The MAPK-cascade as a switch

The steady-state curves of both models show sigmoidal input response curves in the log-lin-plot (see Fig.2). The model according to Huang and Ferrell shows increasing switch-like behavior as one goes downstream in the cascade, and the stimulus needed to have a response of $50\%$ of activated kinase ($C50$) decreases. In the model according to Bhalla and Iyengar the sigmoidality increases only slightly from the first to the next step and the $C50$-value even increases.

To quantify how good a switch is realized, we used the Hill coefficient, which was originally introduced to describe cooperativity in enzyme kinetics. For a Hill function

$$A^*=A_{max}{E^h \over K_{0.5}^h + E^h}$$ (3)

where $A^{*}$ is the amount of activated substrate, $A_{max}$ is the total amount of substrate, the Hill coefficient can be obtained by

$$h={\log 81 \over \log C90/C10}$$ (4)

$C10$ and $C90$ are the stimulus concentrations where $10\%$ and $90\%$ of substrate are activated. Even though the sigmoidal curves in Fig. 2 are not true Hill functions we estimate the Hill coefficient from the $C10$ and $C90$ values using Eq. (4).

The steady-state of activated MAPK cascade can be treated as a three-step chain of functions:

$$\mathrm{MAPK^{**}}\left(\mathrm{Input}\right)=\mathrm{MAPK^{... ...\mathrm{MAPKKK^{*}} \left(\mathrm{Input}\right)\right)\right).$$ (5)

Ferrells simulations show, that the two-step phosphorylation of MAPKK and MAPK makes the signal-response-curves of the 2nd and 3rd layer of MAPK-cascade sigmoidal and Hill coefficients of 4 can be reached for each step [7]. However, for the mono phosphorylated MAPKKK the Hill-coefficient is approximately 1. It was shown that the maximum Hill coefficient of a cascade cannot exceed the product of the Hill coefficient of each step [5,7]:

$$h_{total}\le h_\mathrm{MAPKKK}\; h_\mathrm{MAPKK}\; h_\mathrm{MAPK}$$ (6)

So for the whole cascade only the 2nd and 3rd layer can contribute to the switch-like behavior of the entire system. We discuss in the following the operating-ranges of the upstream kinases to produce up to $90\%$ of activated MAPK. If all three functions are described by Hill curves, concatenation is only well approximated by a Hill curve, if both $\mathrm{MAPKK}^{**}$ and $\mathrm{MAPKKK}^{*}$ do not saturate in their operating-ranges. Saturation of activation is in this context not primary reached by saturation of the enzyme, but by the lack of unactivated substrate [8]. If saturation is avoided, the first layer can be approximated by a linear curve and the second layer by a power. In this case the Hill coefficient is maximal [6].

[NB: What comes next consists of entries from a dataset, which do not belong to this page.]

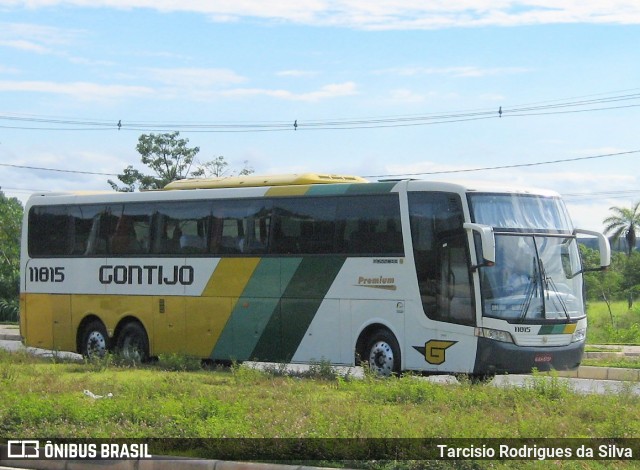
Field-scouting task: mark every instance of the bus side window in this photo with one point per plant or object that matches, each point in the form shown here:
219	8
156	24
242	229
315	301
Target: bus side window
441	257
369	225
49	228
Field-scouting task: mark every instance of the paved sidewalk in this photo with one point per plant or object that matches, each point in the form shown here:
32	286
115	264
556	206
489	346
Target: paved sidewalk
12	333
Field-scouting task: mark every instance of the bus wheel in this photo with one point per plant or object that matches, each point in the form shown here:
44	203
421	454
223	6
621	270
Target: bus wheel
94	342
133	343
382	353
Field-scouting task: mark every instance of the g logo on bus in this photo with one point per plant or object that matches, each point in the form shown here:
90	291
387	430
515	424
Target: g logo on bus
434	350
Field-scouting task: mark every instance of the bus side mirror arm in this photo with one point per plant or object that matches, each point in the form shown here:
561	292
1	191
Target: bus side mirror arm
603	247
488	243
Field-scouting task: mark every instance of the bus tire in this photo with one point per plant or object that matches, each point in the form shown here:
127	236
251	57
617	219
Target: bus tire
382	353
133	343
94	341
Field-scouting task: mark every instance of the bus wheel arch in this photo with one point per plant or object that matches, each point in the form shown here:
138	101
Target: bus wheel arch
378	349
92	338
132	340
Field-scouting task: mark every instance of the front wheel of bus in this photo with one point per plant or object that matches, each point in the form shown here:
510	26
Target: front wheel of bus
94	342
382	354
133	343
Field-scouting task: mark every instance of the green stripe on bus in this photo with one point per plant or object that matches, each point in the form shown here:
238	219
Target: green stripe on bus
297	308
255	308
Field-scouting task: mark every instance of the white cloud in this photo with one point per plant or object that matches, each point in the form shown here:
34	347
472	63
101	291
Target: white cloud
83	91
325	92
35	38
296	73
187	78
384	14
456	72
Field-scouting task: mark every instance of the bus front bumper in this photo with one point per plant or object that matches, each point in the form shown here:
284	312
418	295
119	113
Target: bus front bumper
495	357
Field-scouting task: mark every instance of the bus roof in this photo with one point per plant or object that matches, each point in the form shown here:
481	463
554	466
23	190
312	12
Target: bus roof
248	181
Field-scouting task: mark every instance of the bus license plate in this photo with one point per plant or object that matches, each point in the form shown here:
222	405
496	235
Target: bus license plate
543	358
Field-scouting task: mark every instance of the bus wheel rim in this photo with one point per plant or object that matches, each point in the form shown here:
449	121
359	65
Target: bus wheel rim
381	358
96	344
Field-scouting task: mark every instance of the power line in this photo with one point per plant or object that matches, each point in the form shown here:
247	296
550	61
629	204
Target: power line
569	105
502	167
59	170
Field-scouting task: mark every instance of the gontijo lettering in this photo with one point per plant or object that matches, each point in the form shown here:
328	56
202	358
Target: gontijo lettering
146	275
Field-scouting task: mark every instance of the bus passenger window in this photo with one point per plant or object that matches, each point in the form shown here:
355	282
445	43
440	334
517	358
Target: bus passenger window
441	257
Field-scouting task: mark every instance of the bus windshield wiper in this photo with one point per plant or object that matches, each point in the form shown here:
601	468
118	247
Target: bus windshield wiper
550	285
532	287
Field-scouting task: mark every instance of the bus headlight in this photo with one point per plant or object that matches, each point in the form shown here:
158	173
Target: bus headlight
496	335
579	335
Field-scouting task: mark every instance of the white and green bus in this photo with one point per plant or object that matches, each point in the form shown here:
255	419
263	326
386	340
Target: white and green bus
401	275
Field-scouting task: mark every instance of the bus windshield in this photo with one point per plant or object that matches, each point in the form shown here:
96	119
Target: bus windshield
520	211
534	278
537	271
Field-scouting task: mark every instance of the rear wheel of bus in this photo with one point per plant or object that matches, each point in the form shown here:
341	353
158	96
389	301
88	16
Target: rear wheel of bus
94	340
382	353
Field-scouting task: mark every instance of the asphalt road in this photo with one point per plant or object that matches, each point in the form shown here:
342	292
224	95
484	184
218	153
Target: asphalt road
581	385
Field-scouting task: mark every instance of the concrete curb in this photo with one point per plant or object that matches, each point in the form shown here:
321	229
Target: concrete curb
157	463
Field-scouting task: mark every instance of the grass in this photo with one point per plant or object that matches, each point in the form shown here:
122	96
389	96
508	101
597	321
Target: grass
622	326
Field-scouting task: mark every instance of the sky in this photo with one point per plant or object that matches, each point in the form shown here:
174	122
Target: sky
537	93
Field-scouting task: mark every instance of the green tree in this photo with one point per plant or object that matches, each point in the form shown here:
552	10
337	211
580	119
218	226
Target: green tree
170	158
167	155
218	167
624	221
10	226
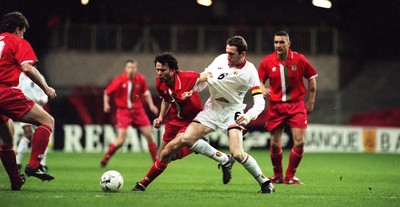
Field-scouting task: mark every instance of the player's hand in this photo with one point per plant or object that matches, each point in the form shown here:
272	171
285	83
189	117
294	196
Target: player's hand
50	92
106	108
157	122
154	109
187	94
266	92
310	106
243	119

To understand how the switch-like behavior of the whole cascade is generated, we plot the response curve of all three layers in such a way, that the axis showing the output of the first layer (activated MAPKKK) is identical to the axis showing the input of the second layer (MAPKKK acts as input for the second layer) etc. This allows us to read off the Hill coefficient and operation ranges by drawing two lines in this graph corresponding to $10\%$ and $90\%$ of activated MAPK.

Figure 3: The realization of switch-like output in the models according to Bhalla/Iyengar (left graph) and Huang and Ferrell (right graph). The Hill coefficients of the first step (MAPKKK) are 1 for both models. The Hill coefficients of the second(third) step are $1.5$ ($3.4$) in the left and $2.7$ ($2.7$) in the right graph.

As one can see in Fig. 3, in the model published by Bhalla and Iyengar [4] the activation of MAPKK starts to saturate, when $10\%$ of MAPK is activated. Also the first layer (MAPKKK) saturates. So the Hill coefficient of the whole system is much lower than the product of Hill coefficients of the three layers ( $2.2\le 1 * 1.5 * 2.7$).

In the model according to Huang and Ferrell [9] the situation is different. The activation of MAPKKK is almost a linear function of input in the operating-range, and MAPKK activation is nearly unsaturated. So the Hill coefficient of the entire system ($5.8$) is close to the maximum of the product of the 2nd and 3rd step ( $2.7 * 2.7 = 7.3$).

Consequently, the pronounced differences of the signal-response curves in Fig. 2 can be traced back to different operating-ranges of the layers.